I got a large table with million of records. I have to do a count(*)
for a certain criteria and there is no way I can get rid of it.
count()
with InnoDB
is very expensive. I have been trying to figure out different configurations for MySQL but all in vain. Can't speed up the count. The application requires the result to be less than 1 second because there are other dependent queries to run.
Any indexes are not helping because of the way InnoDB counts.
mysql> EXPLAIN SELECT count(*) FROM `callrequests` WHERE active_call = 1;
+----+-------------+--------------+-------+---------------+-------------+---------+------+---------+--------------------------+
| id | select_type | table | type | possible_keys | key | key_len | ref | rows | Extra |
+----+-------------+--------------+-------+---------------+-------------+---------+------+---------+--------------------------+
| 1 | SIMPLE | callrequests | index | NULL | active_call | 6 | NULL | 5271135 | Using where; Using index |
+----+-------------+--------------+-------+---------------+-------------+---------+------+---------+--------------------------+
mysql> show index from callrequests;
+--------------+------------+------------------------------+--------------+--------------+-----------+-------------+----------+--------+------+------------+---------+---------------+
| Table | Non_unique | Key_name | Seq_in_index | Column_name | Collation | Cardinality | Sub_part | Packed | Null | Index_type | Comment | Index_comment |
+--------------+------------+------------------------------+--------------+--------------+-----------+-------------+----------+--------+------+------------+---------+---------------+
| callrequests | 0 | PRIMARY | 1 | id | A | 5271135 | NULL | NULL | | BTREE | | |
| callrequests | 0 | PRIMARY | 2 | campaign_id | A | 5271135 | NULL | NULL | | BTREE | | |
| callrequests | 0 | unique_contact | 1 | campaign_id | A | 4849 | NULL | NULL | | BTREE | | |
| callrequests | 0 | unique_contact | 2 | contact_id | A | 5271135 | NULL | NULL | | BTREE | | |
| callrequests | 0 | unique_contact | 3 | contact | A | 5271135 | NULL | NULL | | BTREE | | |
| callrequests | 1 | fk_callrequest_campaign1_idx | 1 | campaign_id | A | 10 | NULL | NULL | | BTREE | | |
| callrequests | 1 | index4 | 1 | campaign_id | A | 2506 | NULL | NULL | | BTREE | | |
| callrequests | 1 | index4 | 2 | contact | A | 5271135 | NULL | NULL | | BTREE | | |
| callrequests | 1 | phonbook_id_index | 1 | phonebook_id | A | 10 | NULL | NULL | | BTREE | | |
| callrequests | 1 | dnc_group_id_index | 1 | dnc_group_id | A | 2 | NULL | NULL | | BTREE | | |
| callrequests | 1 | active_call | 1 | campaign_id | A | 12 | NULL | NULL | | BTREE | | |
| callrequests | 1 | active_call | 2 | active_call | A | 16 | NULL | NULL | YES | BTREE | | |
| callrequests | 1 | call_status | 1 | call_status | A | 2518 | NULL | NULL | | BTREE | | |
| callrequests | 1 | call_status | 2 | processed | A | 2518 | NULL | NULL | | BTREE | | |
| callrequests | 1 | call_status | 3 | active_call | A | 2518 | NULL | NULL | YES | BTREE | | |
+--------------+------------+------------------------------+--------------+--------------+-----------+-------------+----------+--------+------+------------+---------+---------------+
The server is
Xeon machine with 12 CPU cores and 64 GB RAM dedicated 5.6.14-62.0 Percona Server
My innodb_buffer_pool_size
is 38 GB
and all of data sits in innodb buffer pool.

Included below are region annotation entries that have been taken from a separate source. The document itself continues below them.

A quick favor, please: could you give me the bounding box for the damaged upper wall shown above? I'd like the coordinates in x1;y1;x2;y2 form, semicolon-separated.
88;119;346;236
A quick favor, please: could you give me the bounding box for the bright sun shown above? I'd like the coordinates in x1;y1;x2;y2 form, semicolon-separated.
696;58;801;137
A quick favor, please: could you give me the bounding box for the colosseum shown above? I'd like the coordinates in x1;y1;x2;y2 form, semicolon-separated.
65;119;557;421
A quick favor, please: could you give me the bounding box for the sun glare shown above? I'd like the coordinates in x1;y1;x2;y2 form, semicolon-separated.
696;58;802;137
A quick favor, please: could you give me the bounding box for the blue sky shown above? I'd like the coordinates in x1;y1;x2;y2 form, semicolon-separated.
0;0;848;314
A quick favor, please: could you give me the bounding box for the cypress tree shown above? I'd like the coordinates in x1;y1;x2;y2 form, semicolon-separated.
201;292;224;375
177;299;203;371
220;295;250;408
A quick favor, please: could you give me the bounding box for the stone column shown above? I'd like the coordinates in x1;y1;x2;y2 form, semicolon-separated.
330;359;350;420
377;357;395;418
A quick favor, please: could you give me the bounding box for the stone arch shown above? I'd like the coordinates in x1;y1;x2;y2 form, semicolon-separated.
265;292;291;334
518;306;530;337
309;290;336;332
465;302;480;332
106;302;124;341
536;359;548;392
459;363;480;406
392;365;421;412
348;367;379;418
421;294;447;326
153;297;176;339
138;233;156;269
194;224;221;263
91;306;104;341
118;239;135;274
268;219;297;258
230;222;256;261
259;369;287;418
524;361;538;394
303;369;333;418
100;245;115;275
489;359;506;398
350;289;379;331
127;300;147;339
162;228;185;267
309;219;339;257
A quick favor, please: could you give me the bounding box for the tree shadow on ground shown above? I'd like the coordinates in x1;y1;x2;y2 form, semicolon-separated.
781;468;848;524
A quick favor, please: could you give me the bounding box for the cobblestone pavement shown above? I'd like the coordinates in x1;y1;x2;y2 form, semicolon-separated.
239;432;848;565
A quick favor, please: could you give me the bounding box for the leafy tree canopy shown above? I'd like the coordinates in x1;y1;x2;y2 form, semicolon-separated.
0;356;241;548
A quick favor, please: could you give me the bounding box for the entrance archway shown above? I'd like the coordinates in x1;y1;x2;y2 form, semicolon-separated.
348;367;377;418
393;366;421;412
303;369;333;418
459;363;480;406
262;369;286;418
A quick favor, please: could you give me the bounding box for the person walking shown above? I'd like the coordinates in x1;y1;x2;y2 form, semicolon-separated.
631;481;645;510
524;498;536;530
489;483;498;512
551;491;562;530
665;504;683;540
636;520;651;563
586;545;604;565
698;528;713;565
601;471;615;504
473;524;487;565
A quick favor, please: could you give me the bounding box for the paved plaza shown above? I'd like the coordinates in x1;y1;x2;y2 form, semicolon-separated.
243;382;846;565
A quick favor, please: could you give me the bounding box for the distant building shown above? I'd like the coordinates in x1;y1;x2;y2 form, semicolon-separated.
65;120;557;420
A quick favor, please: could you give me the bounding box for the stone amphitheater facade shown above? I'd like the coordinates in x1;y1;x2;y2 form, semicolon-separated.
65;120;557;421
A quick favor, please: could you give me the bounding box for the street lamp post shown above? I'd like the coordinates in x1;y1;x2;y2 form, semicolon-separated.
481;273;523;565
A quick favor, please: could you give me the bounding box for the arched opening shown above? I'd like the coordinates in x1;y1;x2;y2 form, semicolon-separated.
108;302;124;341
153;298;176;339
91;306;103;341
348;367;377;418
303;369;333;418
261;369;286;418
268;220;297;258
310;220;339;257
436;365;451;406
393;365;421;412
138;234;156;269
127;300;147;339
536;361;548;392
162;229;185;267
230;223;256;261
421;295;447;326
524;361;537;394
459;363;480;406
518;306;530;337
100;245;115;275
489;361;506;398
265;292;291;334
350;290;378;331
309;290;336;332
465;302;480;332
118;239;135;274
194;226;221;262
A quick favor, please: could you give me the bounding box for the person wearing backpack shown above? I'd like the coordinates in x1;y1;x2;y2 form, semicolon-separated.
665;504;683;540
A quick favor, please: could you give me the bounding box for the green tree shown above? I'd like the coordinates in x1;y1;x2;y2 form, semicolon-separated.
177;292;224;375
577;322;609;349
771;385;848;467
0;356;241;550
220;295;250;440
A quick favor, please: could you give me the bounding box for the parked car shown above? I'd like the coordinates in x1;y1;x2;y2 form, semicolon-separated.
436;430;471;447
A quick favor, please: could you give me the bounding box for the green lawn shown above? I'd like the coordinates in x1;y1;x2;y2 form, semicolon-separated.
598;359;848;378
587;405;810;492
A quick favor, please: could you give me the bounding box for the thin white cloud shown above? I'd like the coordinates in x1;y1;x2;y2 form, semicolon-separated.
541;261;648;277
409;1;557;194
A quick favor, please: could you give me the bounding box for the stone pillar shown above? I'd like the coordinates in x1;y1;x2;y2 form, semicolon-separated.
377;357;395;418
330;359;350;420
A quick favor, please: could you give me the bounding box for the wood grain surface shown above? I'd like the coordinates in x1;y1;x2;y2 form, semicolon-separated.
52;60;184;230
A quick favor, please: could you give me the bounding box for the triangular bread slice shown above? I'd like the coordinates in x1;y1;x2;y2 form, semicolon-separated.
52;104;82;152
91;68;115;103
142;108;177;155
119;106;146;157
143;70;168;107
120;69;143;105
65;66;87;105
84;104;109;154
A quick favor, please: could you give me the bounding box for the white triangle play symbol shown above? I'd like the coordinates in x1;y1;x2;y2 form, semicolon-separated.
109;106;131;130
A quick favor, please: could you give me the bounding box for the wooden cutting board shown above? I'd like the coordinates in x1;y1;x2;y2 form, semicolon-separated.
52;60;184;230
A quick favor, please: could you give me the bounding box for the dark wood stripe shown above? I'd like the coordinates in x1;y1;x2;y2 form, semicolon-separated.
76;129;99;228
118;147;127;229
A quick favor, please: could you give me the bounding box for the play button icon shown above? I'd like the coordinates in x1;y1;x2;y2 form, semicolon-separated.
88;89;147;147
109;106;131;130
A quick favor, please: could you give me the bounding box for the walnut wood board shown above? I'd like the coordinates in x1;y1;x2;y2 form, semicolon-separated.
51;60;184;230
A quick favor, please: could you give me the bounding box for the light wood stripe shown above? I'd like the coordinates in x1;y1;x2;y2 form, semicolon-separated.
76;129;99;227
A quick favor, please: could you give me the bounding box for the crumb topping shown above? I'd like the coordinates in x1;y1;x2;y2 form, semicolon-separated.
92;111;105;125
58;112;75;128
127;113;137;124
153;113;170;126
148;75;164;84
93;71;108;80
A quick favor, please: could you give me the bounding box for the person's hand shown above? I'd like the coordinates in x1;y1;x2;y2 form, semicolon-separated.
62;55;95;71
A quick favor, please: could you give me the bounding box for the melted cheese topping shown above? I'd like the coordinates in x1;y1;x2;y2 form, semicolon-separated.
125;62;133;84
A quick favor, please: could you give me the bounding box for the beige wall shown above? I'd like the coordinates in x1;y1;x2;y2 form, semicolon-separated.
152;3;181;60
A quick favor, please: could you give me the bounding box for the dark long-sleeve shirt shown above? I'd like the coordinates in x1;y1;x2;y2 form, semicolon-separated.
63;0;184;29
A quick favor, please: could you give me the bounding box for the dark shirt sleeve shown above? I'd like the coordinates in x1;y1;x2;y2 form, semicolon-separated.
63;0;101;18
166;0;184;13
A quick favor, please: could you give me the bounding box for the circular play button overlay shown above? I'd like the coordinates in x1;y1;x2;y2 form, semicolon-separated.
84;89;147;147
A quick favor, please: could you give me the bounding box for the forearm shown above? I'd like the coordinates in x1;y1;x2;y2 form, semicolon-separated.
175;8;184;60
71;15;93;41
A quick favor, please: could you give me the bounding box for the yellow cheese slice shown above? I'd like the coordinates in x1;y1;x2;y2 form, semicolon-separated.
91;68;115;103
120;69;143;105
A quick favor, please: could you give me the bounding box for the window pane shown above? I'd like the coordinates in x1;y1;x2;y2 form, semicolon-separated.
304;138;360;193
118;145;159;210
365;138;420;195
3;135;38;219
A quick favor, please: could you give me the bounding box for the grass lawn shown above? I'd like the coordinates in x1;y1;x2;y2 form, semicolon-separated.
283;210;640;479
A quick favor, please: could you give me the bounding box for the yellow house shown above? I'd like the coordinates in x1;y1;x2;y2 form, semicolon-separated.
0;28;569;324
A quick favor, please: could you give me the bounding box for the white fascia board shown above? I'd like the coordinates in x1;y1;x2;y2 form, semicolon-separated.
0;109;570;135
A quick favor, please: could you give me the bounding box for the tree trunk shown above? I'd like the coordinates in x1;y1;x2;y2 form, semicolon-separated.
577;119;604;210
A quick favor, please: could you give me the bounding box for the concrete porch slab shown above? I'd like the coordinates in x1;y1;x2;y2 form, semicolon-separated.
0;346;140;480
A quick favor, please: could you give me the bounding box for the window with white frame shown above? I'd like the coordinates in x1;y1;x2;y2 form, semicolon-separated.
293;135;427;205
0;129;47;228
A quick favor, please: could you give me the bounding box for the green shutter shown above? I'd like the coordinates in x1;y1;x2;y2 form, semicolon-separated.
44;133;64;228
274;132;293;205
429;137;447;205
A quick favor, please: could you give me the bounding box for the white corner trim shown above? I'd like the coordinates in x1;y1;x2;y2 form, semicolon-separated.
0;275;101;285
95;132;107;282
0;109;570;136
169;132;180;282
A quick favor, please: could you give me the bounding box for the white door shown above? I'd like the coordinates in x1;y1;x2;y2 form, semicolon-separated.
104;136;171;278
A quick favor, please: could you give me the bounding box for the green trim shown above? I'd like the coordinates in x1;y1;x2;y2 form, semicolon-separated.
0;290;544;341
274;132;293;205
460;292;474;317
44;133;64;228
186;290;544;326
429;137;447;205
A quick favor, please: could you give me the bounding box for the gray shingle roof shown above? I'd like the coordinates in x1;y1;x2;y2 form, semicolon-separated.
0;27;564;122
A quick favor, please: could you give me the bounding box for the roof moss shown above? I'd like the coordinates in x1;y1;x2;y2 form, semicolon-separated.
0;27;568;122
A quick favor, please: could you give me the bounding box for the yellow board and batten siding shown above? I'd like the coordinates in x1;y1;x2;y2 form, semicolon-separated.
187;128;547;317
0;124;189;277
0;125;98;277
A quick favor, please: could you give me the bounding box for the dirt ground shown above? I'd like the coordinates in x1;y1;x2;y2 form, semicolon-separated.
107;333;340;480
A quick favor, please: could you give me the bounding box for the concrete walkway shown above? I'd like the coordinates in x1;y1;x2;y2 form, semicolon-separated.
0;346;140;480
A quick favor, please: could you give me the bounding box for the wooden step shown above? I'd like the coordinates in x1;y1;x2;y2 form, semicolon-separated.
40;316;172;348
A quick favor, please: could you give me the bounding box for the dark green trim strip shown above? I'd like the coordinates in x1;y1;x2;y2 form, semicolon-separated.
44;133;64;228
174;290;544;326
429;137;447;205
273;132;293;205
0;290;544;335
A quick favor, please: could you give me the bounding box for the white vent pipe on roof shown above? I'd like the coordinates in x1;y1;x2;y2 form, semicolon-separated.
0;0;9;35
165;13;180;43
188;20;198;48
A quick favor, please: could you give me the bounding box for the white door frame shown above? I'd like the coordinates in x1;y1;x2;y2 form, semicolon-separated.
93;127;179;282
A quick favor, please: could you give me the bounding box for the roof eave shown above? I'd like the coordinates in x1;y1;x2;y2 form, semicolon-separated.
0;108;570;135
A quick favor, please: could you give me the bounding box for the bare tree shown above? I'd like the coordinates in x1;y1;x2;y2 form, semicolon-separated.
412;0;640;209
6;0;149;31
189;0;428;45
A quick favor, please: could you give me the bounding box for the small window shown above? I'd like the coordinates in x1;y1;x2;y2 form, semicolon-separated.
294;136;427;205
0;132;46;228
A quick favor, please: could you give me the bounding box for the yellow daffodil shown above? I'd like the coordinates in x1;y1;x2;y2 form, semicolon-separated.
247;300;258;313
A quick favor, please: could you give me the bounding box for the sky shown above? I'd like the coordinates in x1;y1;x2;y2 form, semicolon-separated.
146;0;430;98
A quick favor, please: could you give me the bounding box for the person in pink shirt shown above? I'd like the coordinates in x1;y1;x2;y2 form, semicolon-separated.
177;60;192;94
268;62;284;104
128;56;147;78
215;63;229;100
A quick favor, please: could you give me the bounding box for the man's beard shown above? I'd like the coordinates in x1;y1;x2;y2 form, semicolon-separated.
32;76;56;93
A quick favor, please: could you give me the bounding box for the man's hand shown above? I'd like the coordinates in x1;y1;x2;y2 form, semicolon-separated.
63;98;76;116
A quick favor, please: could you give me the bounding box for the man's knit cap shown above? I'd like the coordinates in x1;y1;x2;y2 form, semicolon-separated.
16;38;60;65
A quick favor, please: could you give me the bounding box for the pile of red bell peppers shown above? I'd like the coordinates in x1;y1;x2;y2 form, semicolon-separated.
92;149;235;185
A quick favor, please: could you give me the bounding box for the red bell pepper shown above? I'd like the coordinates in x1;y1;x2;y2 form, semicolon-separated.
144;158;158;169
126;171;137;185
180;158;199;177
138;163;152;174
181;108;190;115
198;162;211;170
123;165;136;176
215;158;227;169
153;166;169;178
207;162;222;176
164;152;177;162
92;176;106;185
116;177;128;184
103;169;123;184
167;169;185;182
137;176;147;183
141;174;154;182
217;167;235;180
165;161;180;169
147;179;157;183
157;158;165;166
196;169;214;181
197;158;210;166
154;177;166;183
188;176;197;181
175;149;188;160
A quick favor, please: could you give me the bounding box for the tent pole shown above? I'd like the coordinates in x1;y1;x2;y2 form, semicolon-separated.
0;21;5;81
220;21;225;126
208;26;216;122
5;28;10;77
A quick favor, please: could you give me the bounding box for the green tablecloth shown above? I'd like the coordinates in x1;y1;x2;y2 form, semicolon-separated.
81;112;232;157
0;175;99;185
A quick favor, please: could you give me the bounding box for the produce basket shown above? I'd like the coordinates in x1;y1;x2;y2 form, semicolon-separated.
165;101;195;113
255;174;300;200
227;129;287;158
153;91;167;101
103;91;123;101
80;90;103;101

Please notice that counting with WHERE
is not slower with InnoDB than it would be with MyISAM. Only a very bare
SELECT COUNT(*) FROM table
can be computed faster with MyISAM as this number is stored in MyISAMs table metadata.
If you have a query with WHERE
constraint for example:
SELECT COUNT(*) FROM table WHERE active_calls = 1
the query needs to access the table data in both storage engines and there should be no notable performance difference between MyISAM and InnoDB.
Please see that your query does not use any proper index. This is not because InnoDB "prefers" a full table scan, but because there exists no proper index.
You have a combined index (campaign_id, active_calls)
, but active_calls
is the second part of the index. As long as the first part is not used in the query, MySQL has no easy access to the second part.
What you want for this simple count query is another index (active_calls)
only on this one column. It should run fast then.